Labour publishes housing policy document just before polling day

The Labour Party published a mini-manifesto on Monday, setting out a range of policy proposals for housing and planning.

The document provides detailed policy proposals to complement the two broad-brush commitments contained in the Labour Manifesto proper: an increase in planning department funding and a promise to build 100,000 new affordable homes a year.

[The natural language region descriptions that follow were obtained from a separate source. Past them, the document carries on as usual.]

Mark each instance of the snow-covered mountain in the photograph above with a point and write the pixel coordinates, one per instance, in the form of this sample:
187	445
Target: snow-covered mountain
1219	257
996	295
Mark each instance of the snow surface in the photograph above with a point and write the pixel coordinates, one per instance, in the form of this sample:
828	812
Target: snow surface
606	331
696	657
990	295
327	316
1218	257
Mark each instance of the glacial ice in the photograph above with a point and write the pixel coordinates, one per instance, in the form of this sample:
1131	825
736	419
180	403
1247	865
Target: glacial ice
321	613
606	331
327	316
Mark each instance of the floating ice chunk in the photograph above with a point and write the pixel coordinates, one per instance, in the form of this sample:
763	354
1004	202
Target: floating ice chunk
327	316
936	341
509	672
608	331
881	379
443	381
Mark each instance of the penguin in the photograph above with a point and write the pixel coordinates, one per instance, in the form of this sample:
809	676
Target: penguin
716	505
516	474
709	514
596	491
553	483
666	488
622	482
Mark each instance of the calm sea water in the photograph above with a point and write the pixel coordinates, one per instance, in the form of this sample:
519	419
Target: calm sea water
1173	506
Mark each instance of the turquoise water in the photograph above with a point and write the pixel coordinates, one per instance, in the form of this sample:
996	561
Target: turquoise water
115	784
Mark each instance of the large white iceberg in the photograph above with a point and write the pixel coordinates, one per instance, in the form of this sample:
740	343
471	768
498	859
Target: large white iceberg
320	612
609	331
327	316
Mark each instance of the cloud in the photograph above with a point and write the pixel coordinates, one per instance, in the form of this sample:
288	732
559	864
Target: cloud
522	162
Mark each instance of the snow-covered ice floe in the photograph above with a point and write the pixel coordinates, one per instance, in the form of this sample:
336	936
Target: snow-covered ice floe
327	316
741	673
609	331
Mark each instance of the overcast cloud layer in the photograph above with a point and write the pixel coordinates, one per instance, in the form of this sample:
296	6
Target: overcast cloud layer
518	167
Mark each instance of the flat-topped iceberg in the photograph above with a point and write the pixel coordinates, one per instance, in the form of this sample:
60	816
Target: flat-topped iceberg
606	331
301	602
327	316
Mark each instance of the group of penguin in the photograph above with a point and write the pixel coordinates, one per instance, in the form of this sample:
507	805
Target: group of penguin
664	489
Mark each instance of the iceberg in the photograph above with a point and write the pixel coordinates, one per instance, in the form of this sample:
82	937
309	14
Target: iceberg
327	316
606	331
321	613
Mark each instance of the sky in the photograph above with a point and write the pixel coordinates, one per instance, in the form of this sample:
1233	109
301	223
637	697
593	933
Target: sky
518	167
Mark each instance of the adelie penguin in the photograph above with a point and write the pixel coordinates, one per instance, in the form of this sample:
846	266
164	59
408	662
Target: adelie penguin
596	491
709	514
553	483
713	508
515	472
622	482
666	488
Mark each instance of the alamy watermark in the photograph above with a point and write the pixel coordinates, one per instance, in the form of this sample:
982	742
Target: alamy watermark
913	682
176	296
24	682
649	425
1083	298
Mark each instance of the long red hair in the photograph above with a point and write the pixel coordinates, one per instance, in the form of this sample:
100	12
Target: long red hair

Monday’s mini-manifesto was announced by Labour’s Shadow Secretary of State for Housing John Healey, highlighting a ‘New Deal’ for people seeking to place a foot on the property ladder. This New Deal includes ‘‘no stamp duty on your first home, ‘first dibs’ on new homes built in your area, and 100,000 new discount FirstBuy Homes which are linked to local average incomes’’.

The proposed FirstBuy Home scheme would see new homes:

‘‘Benchmarked at a third of local average incomes so homes are priced at what local people can afford, not what makes developers the most money…we’ll lock in the discount so that while first-time buyers gain a share of any value increase, these homes will remain affordable for future first-time buyers too.’’

The scheme would run in parallel with a revamped Help to Buy, extended until 2027 and focused ‘‘solely on first time buyers – we’ll set an upper earnings limit so that those households earning more than £100,000 a year no longer qualify’’.

Further policies proposed in the mini-manifesto include a consultation on a new generation of New Towns ‘‘within a year of taking office’’ and the creation of a “fully-fledged Department of Housing’’, tasked with overseeing delivery of 250,000 new homes a year.

Are these newly detailed housing policies a sign that the Labour Party is preparing to sweep to power, after tightening polls? Probably not. Mr Healey, a former Planning Minister under Gordon Brown, has long been pressing for Labour to focus on first-time buyers and seems to have won that argument within his Party.

As we highlighted last week, a Conservative majority is widely expected – although the size of that majority will be greatly influenced by turnout. One pollster, YouGov, suggests that if young people turn out to vote Labour in large enough numbers today, we could even be in for a Hung Parliament. Other pollsters disagree and predict sizeable Conservative gains.

That debate will be resolved, one way or another, over the coming hours.